„Ostatni taniec” – recenzja

26 marca 2015, dodał: outside
Artykuł zewnętrzny

Judith Lennox: „Ostatni taniec”

1ost

Powroty do przeszłości to częsty motyw w literaturze, o którego atrakcyjności decyduje specyficzna perspektywa patrzenia na dawno minione sprawy. W powieści Judith Lennox bohaterka dąży w ten sposób do poznania prawdy o nich. Autorka świetnie zderza współczesność z historią, w centrum której stawia traumatyczne wydarzenia I wojny światowej. Na jej tle rozgrywa się rodzinny dramat dwóch sióstr, walka o miłość, zdrada, zazdrość i wybaczenie. Czy warto rozdrapywać stare rany i wracać pamięcią do tego co przeminęło bezpowrotnie?
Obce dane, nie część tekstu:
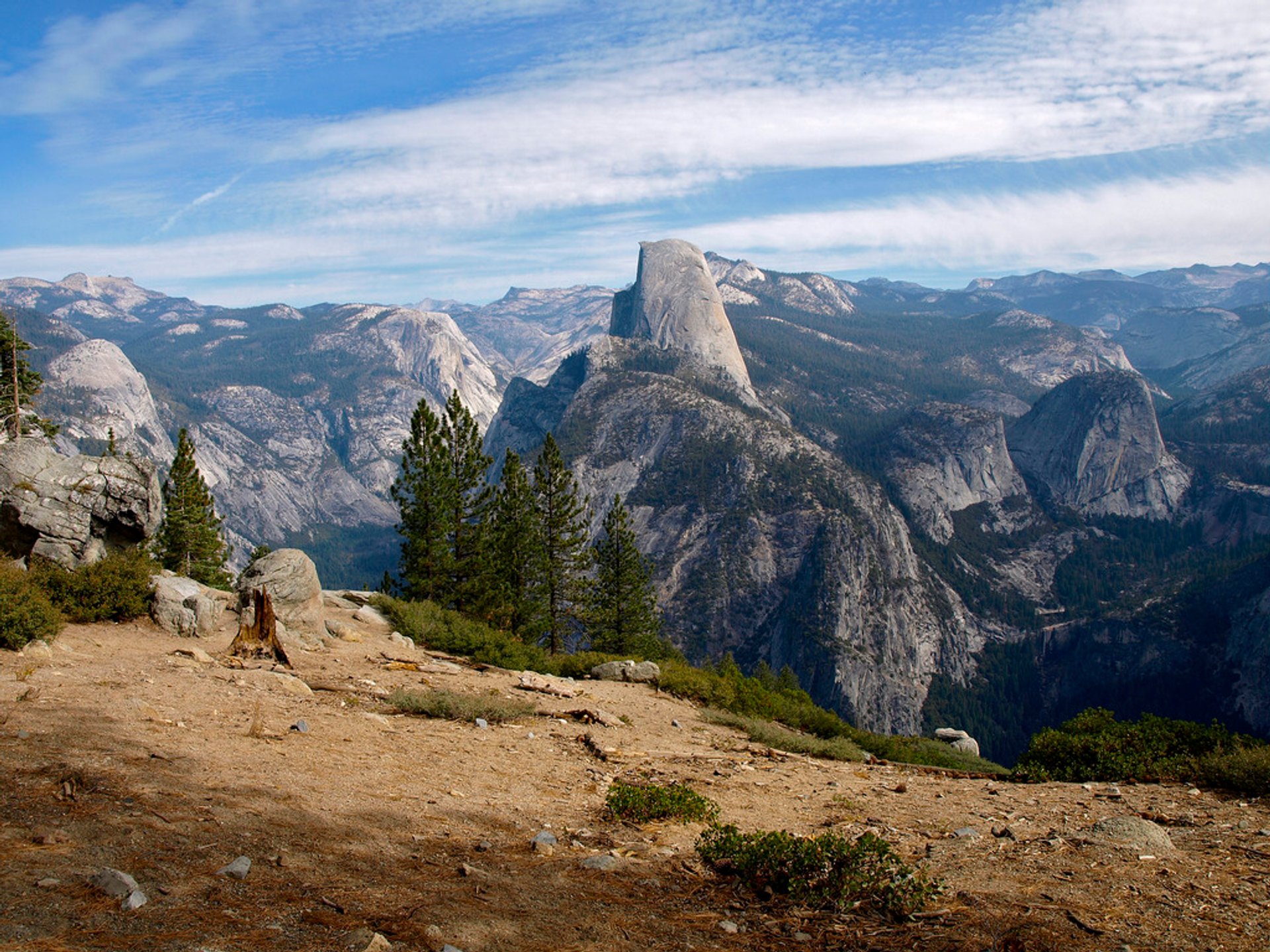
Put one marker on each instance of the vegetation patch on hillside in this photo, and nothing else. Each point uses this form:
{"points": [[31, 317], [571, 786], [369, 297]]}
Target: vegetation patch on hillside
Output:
{"points": [[455, 706], [824, 873], [1096, 746], [642, 803]]}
To pytanie, które towarzyszy nam od początku do końca tej pasjonującej historii.
Autorka świetnie prowadzi fabułę, więc powieść czyta się jednym tchem, a przy ostatnich stronach ogarnia nas żal, że to już koniec lektury. Wraz z bohaterami tej opowieści zgłębiamy realia życia w początkach XX wieku, a angielska prowincja jest tu ukazana jako pełna uroku, ale także mrocznych tajemnic, które mają niebagatelny wpływ na losy całej rodziny. Rodzinne gniazdo staje się źródłem kolejnych nieszczęść dotykających domowników. Duchy przeszłości nie dają więc o sobie zapomnieć nawet po wielu latach.
Poznajemy tu Esme – kobietę znajdującą się u kresu swoich dni, która chce przeanalizować jeszcze raz swoje życie i do końca zrozumieć mechanizmy, jakie spowodowały taki, a nie inny bieg zdarzeń. Już w młodości nie zaznała beztroskiego życia, więc jej wspomnienia już po latach domagają się dopowiedzeń.
Polecam tę historię pełną niesamowitego uroku, która wskrzesza dawno miniony świat, pełny nie tylko elegancji, ale też pozakulisowych intryg. Autorka łączy tu motywy obyczajowe z fantastyką, dzięki czemu jej opowieść zyskuje na głębi, a tajemnice, które trzeba odkryć, wciągają czytelnika w pasjonującą grę literacką.
Niszcząca siła wojny i destrukcyjna moc nieodwzajemnionej miłości, traumatyczne doświadczenia młodości odciskają się na życiu w Rosindell. Ta przeszłość ma duży wpływ na współczesność Esme. Efektem jest niebanalna fabuła i ciekawe postacie z rysem tajemniczości. Ich miłosne rozterki ubarwiają akcję i burzą mit o flegmatycznej naturze Anglików.
Zapraszam w podróż w przeszłość, do Anglii z początku XX wieku – bo czas, który tu został wskrzeszony, niezmiennie pociąga swą odmiennością od dzisiejszych realiów i został przedstawiony w niebanalny sposób.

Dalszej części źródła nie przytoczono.